Correr una maratón es un desafío que se plantean cada vez más personas, pero no es apto para cualquiera. ¿Es algo para todos? Carolina Rossi, entrenadora profesional, comparte algunos consejos que pueden ser útiles para ti.

Cada vez son más los que se atreven a soñar con la madre de todas las pruebas atléticas, la que tiene mística y magia como ninguna: la maratón. Una maratón, quizá, es uno de los caminos posibles por los que uno puede establecer contacto con los propios límites y, en consecuencia, con la satisfacción que viene después de superarlos. Un logro enorme que costó esfuerzo y, probablemente, sufrimiento. Porque una maratón es sufrimiento y luego gloria.
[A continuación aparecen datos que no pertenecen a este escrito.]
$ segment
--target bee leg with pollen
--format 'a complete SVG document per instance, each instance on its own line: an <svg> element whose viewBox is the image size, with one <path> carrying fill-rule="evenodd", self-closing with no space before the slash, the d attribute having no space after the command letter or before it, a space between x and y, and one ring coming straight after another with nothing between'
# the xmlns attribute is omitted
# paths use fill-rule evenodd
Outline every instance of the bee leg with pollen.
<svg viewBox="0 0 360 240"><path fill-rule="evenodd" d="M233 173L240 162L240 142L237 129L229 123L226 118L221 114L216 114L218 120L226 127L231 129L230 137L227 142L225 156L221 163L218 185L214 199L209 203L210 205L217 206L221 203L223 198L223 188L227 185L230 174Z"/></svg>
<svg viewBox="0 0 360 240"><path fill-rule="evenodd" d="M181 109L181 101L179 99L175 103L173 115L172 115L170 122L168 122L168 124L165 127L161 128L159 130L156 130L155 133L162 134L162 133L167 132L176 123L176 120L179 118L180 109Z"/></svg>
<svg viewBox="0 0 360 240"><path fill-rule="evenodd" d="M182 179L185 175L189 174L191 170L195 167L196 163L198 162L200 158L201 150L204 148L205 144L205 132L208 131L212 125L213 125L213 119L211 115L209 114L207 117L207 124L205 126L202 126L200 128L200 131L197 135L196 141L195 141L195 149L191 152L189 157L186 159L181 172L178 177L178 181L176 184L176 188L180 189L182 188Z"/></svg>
Para esto es vital saber cómo y cuánto entrenar, lo que dependerá de muchos factores personales: el historial deportivo, los objetivos, las capacidades físicas y las posibilidades según el estilo de vida y la rutina que se lleven, entre tantas otras cosas.

¿Qué necesito?
Para correr es necesario salud, voluntad y tiempo. Si falta alguna de estas tres cosas, mejor descarta de entrada la simple idea de intentarlo. Ante todo, debes consultar al médico y realizar todos los estudios que te indique para asegurarte de que estás en condiciones para encarar el desafío que una maratón implica.

No quemar etapas
Para correr una maratón es recomendable tener varios años de entrenamiento encima. No por ser moda se puede pretender lanzarte una distancia tan larga. Es necesario familiarizarse con carreras de menor distancia y correr unos cuantos kilómetros antes; será vital para llegar en buenas condiciones.

ENTRENAR PLANIFICADAMENTE

No autoentrenarse y pedir ayuda profesional. Realmente la carrera será mucho mejor si sigues un plan de trabajo organizado y acorde a los propios objetivos, capacidades y posibilidades.

 La variedad es clave

Muchos corren todas las veces la misma cantidad de kilómetros, o siempre a ritmos exigidos en los entrenamientos, creyendo que de ese modo lograrán una mejor condición física, o por el contrario, solo hacen “fondos” (salidas largas a ritmo suave) olvidando el trabajo de intensidad. Se debe trabajar en todas las zonas y entender que no se pueden saltear los trabajos de calidad (más intensos) ni los suaves.

 Descansar  lo suficiente

El descanso es tan importante como la sesión de entrenamiento. Hay que darle tiempo al cuerpo para que se reponga entre los distintos trabajos; en caso contario, no permitirá asimilar bien lo que se entrena, además de que las probabilidades de lesionarte aumentan.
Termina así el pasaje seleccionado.